About cassandra

Cassandra has been architecture for consuming large amounts of data as fast as possible. To accomplish this, Cassandra first writes new data to a commit log to ensure it is safe. After that, the data is then written to an in-memory structure called a memtable. Cassandra deems the write successful once it is stored on both the commit log and a memtable, which provides the durability required for mission-critical systems.
Once a memtable‘s memory limit is reached, all writes are then written to disk in the form of an SSTable (sorted strings table). An SSTable is immutable, meaning it is not written to ever again. If the data contained in the SSTable is modified, the data is written to Cassandra in an upsert fashion and the previous data automatically removed.
Because SSTables are immutable and only written once the corresponding memtable is full, Cassandra avoids random seeks and instead only performs sequential IO in large batches, resulting in high write throughput.
A related factor is that Cassandra doesn’t have to do a read as part of a write (i.e. check index to see where current data is). This means that insert performance remains high as data size grows, while with b-tree based engines (e.g. MongoDB) it deteriorates.

Cassandra is architected in a peer-to-peer fashion and uses a protocol called “gossip” to communicate with other nodes in a cluster. The gossip process runs every second to exchange information across the cluster.
Gossip only includes information about the cluster itself (e.g., up/down, joining, leaving, version, schema) and does not manage the data. Data is transferred node-to-node using a message-passing like protocol on a distinct port from what client applications connect to. The Cassandra partitioner turns a column family key into a token, the replication strategy picks the set of nodes responsible for that token (using information from the snitch) and Cassandra sends messages to those replicas with the request (read or write).


Unlike relational databases, Cassandra does not offer fully ACID-compliant transactions. There is no locking or transactional dependencies when concurrently updating multiple rows or column families. But if by “transactions” you mean real-time data entry and retrieval, with durability and tunable consistency, then yes.
Cassandra does not support transactions in the sense of bundling multiple row updates into one all-or-nothing operation. Nor does it roll back when a write succeeds on one replica, but fails on other replicas. It is possible in Cassandra to have a write operation report a failure to the client, but still actually persist the write to a replica.
However, this does not mean that Cassandra cannot be used as an operational or real time datastore. Data is very safe in Cassandra because writes in Cassandra are durable. All writes to a replica node are recorded both in memory and in a commit log before they are acknowledged as a success. If a crash or server failure occurs before the memory tables are flushed to disk, the commit log is replayed on restart to recover any lost writes.

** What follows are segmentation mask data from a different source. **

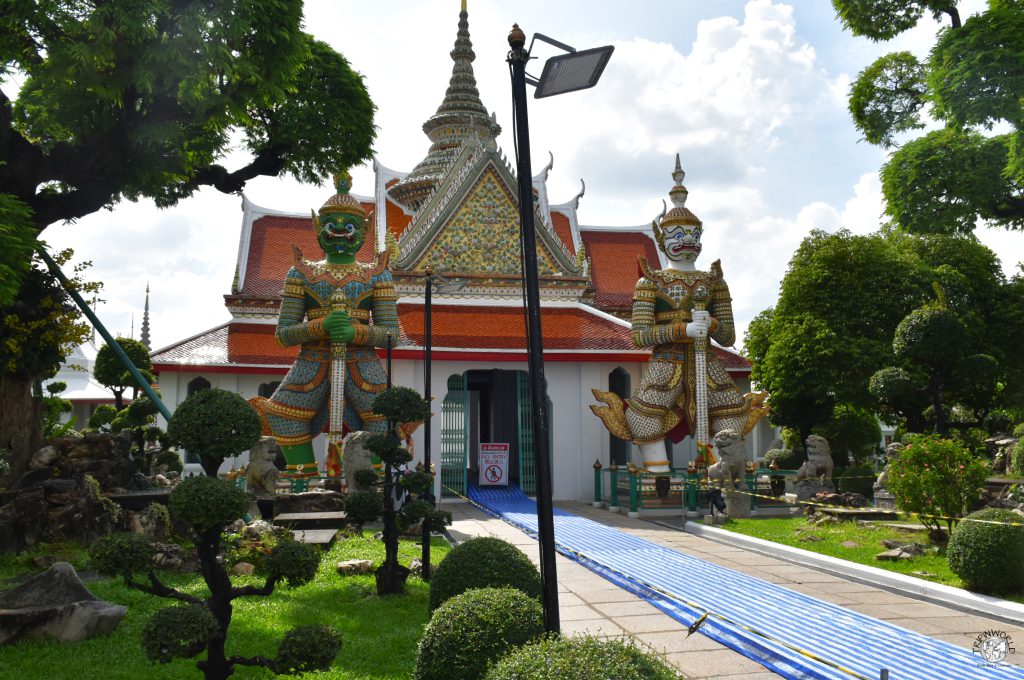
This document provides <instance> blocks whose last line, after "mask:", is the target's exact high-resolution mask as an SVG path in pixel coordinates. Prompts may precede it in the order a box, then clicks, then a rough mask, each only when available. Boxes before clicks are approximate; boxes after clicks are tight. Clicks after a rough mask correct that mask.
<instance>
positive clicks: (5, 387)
mask: <svg viewBox="0 0 1024 680" xmlns="http://www.w3.org/2000/svg"><path fill="white" fill-rule="evenodd" d="M32 382H33V381H32V380H29V379H19V378H13V377H11V376H8V375H5V374H2V373H0V449H6V450H7V451H8V452H9V454H8V459H7V460H8V461H9V463H10V472H9V473H8V474H7V480H8V482H10V483H13V482H14V481H15V480H17V479H19V478H20V476H22V475H23V474H25V471H26V470H28V469H29V461H31V460H32V455H33V454H34V453H36V452H37V451H39V449H40V447H42V445H43V430H42V417H43V410H42V409H43V403H42V400H41V399H38V398H36V397H34V396H32Z"/></svg>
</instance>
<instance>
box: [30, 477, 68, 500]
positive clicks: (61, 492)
mask: <svg viewBox="0 0 1024 680" xmlns="http://www.w3.org/2000/svg"><path fill="white" fill-rule="evenodd" d="M39 485H40V486H42V488H43V492H44V493H45V494H46V497H47V498H50V497H51V496H53V495H58V494H71V493H72V492H73V491H75V488H76V487H77V486H76V484H75V480H74V479H47V480H45V481H42V482H40V483H39Z"/></svg>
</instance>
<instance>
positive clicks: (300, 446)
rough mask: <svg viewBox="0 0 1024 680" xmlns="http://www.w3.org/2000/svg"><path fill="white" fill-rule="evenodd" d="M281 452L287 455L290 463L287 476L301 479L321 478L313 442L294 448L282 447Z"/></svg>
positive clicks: (290, 447) (302, 444) (288, 463)
mask: <svg viewBox="0 0 1024 680" xmlns="http://www.w3.org/2000/svg"><path fill="white" fill-rule="evenodd" d="M281 450H282V452H284V454H285V461H287V462H288V471H287V472H286V473H285V475H286V476H288V477H299V478H301V477H316V476H319V470H318V469H317V468H316V459H315V458H314V457H313V444H312V442H311V441H310V442H307V443H299V444H295V445H293V447H282V448H281Z"/></svg>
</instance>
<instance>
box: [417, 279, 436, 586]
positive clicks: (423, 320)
mask: <svg viewBox="0 0 1024 680" xmlns="http://www.w3.org/2000/svg"><path fill="white" fill-rule="evenodd" d="M426 273H427V275H426V277H425V278H424V289H423V394H424V396H426V398H427V403H428V405H429V403H430V401H431V399H430V362H431V358H432V357H431V355H430V354H431V344H432V338H431V336H432V335H433V329H432V328H431V309H430V304H431V294H432V292H433V290H432V289H433V285H434V277H433V274H434V269H433V267H431V266H430V265H429V264H428V265H427V271H426ZM430 420H431V419H430V414H429V412H428V413H427V418H426V420H424V421H423V471H424V472H426V473H427V474H430ZM430 502H431V505H434V506H436V503H435V499H434V486H433V478H432V477H431V482H430ZM420 561H421V562H422V563H423V566H422V567H421V568H422V570H421V573H422V575H423V580H424V581H430V516H429V515H427V517H426V518H425V519H424V520H423V555H422V556H421V558H420Z"/></svg>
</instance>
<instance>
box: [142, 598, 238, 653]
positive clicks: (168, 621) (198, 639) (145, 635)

In Cassandra, the keyspace is the container for your application data, similar to a schema in a relational database. Keyspaces are used to group column families together. Typically, a cluster has one keyspace per application.
Replication is controlled on a per-keyspace basis, so data that has different replication requirements should reside in different keyspaces. Keyspaces are not designed to be used as a significant map layer within the data model, only as a way to control data replication for a set of column families.

When comparing Cassandra to a relational database, the column family is similar to a table in that it is a container for columns and rows. However, a column family requires a major shift in thinking for those coming from the relational world.
In a relational database, you define tables, which have defined columns. The table defines the column names and their data types, and the client application then supplies rows conforming to that schema: each row contains the same fixed set of columns.
In Cassandra, you define column families. Column families can (and should) define metadata about the columns, but the actual columns that make up a row are determined by the client application. Each row can have a different set of columns.


A Cassandra column family can contain regular columns (key/value pairs) or super columns. Super columns add another level of nesting to the regular column family column structure. Super columns are comprised of a (super) column name and an ordered map of sub-columns. A super column is a way to group multiple columns based on a common lookup value.

The primary use case for super columns is to denormalize multiple rows from other column families into a single row, allowing for materialized view data retrieval.
Super columns should not be used when the number of sub-columns is expected to be a large number. During reads, all sub-columns of a super column must be deserialized to read a single sub-column, so performance of super columns is not optimal if there are a large number of sub-columns. Also, you cannot create a secondary index on a sub-column of a super column.